Feature Importance & Selection
“Know which features your model actually relies on — then trust it more (or less)”
Permutation importance vs impurity (Gini) importance, SHAP unified attribution, drop-column importance, and how correlated features split scores unfairly — with interactive bar chart toggling between methods.
Prerequisites
Concepts Covered
∑Key Formulas
Permutation Importance
Accuracy drop when feature j is randomly shuffled — model-agnostic, works post-training
Gini Impurity Importance
Weighted impurity decrease across all splits on feature j — fast but biased toward cardinality
SHAP (kernel)
Shapley value: each feature's average marginal contribution over all feature coalitions
Drop-Column Importance
Gold standard but expensive — retrain once per feature
▶Interactive Simulation
Why Feature Importance Is Non-Negotiable
Machine learning models are often black boxes — they produce outputs but hide their reasoning. Feature importance methods peel back that opacity. They answer: which inputs does the model lean on most? This matters for three reasons: (1) Debugging: if your model leans heavily on 'random_noise', you have a data leakage problem. (2) Trust: regulators, doctors, and loan officers must understand model decisions — GDPR Article 22 mandates explainability for automated decisions. (3) Feature selection: importance scores guide dimensionality reduction. Dropping truly unimportant features reduces inference cost and prevents overfitting to noise.

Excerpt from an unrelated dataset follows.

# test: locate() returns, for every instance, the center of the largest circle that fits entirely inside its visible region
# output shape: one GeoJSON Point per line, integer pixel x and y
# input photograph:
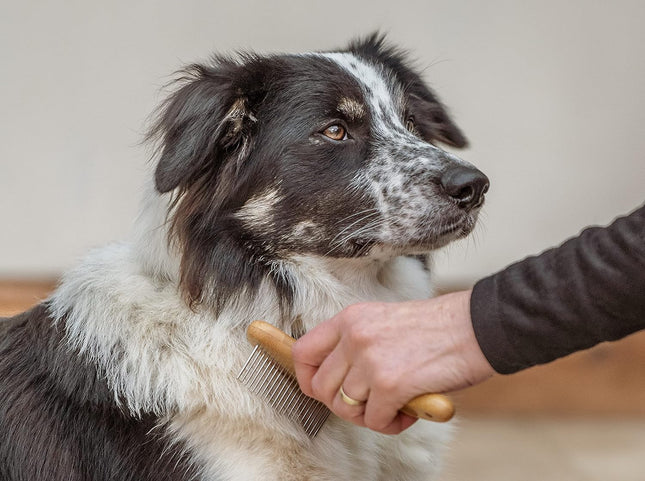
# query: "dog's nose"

A credit scoring model relying heavily on zip_code might be fair on training data but proxy for race — importance analysis surfaces this before deployment.
Two Philosophies: What Does 'Important' Mean?

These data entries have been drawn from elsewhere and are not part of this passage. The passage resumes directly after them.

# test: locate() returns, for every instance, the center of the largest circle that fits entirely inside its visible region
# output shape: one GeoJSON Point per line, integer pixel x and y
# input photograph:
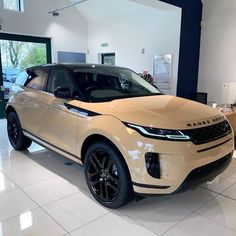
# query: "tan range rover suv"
{"type": "Point", "coordinates": [129, 137]}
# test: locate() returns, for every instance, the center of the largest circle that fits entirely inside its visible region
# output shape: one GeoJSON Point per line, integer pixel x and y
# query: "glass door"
{"type": "Point", "coordinates": [16, 54]}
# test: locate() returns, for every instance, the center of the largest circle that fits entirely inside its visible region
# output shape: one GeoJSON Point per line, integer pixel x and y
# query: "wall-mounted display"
{"type": "Point", "coordinates": [162, 68]}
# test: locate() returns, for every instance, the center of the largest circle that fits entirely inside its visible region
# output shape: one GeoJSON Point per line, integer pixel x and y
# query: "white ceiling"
{"type": "Point", "coordinates": [98, 9]}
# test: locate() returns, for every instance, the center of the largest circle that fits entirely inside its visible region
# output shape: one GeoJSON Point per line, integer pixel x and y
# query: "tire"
{"type": "Point", "coordinates": [107, 175]}
{"type": "Point", "coordinates": [15, 134]}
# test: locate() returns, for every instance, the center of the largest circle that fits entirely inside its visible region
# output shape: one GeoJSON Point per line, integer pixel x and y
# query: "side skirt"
{"type": "Point", "coordinates": [52, 147]}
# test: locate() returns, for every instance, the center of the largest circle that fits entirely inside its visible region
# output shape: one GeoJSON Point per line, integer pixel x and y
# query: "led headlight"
{"type": "Point", "coordinates": [160, 133]}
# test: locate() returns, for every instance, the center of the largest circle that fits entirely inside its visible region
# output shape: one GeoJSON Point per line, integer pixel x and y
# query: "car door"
{"type": "Point", "coordinates": [60, 125]}
{"type": "Point", "coordinates": [32, 101]}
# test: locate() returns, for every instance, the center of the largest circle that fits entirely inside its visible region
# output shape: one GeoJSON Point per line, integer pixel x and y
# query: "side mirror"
{"type": "Point", "coordinates": [62, 92]}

There are fundamentally two schools: (A) Structural importance asks 'how much did this feature help build the model?' — tree-based impurity importance is the canonical example, computed from split statistics during training. It's fast (no extra computation) but has a known bias: it inflates importance for high-cardinality continuous features like zip_code because there are more possible splits. (B) Functional importance asks 'how much does the model's predictions degrade if I break this feature?' — permutation importance shuffles each feature independently and measures the accuracy drop. It's model-agnostic, works with any estimator, and correctly assigns near-zero importance to random_noise features. The two approaches often disagree — and that disagreement is informative.
If impurity importance says zip_code is important but permutation importance says near-zero, the model learned spurious correlations from cardinality rather than signal.

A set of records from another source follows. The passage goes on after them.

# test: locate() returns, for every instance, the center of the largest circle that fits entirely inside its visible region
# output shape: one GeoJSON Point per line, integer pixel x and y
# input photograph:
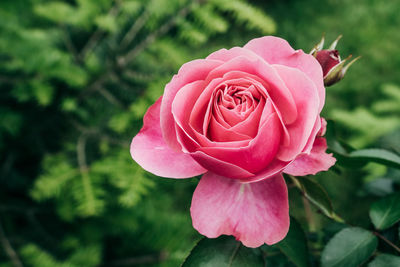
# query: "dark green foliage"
{"type": "Point", "coordinates": [385, 260]}
{"type": "Point", "coordinates": [350, 247]}
{"type": "Point", "coordinates": [385, 212]}
{"type": "Point", "coordinates": [76, 78]}
{"type": "Point", "coordinates": [295, 246]}
{"type": "Point", "coordinates": [223, 252]}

Permutation Importance: Step by Step
Train your model on (X_train, y_train). Compute baseline metric (e.g., accuracy) on X_val.
For feature j in {1, …, p}: shuffle column j in X_val (replace with random permutation), compute metric on shuffled data, restore column j.
Importance of j = baseline metric − shuffled metric. High drop = important feature.
Repeat K times (default K=5 in sklearn) and average to reduce variance from random shuffles.
Sort features by importance score. Features with negative scores (model improves when shuffled) indicate harmful or leaky features.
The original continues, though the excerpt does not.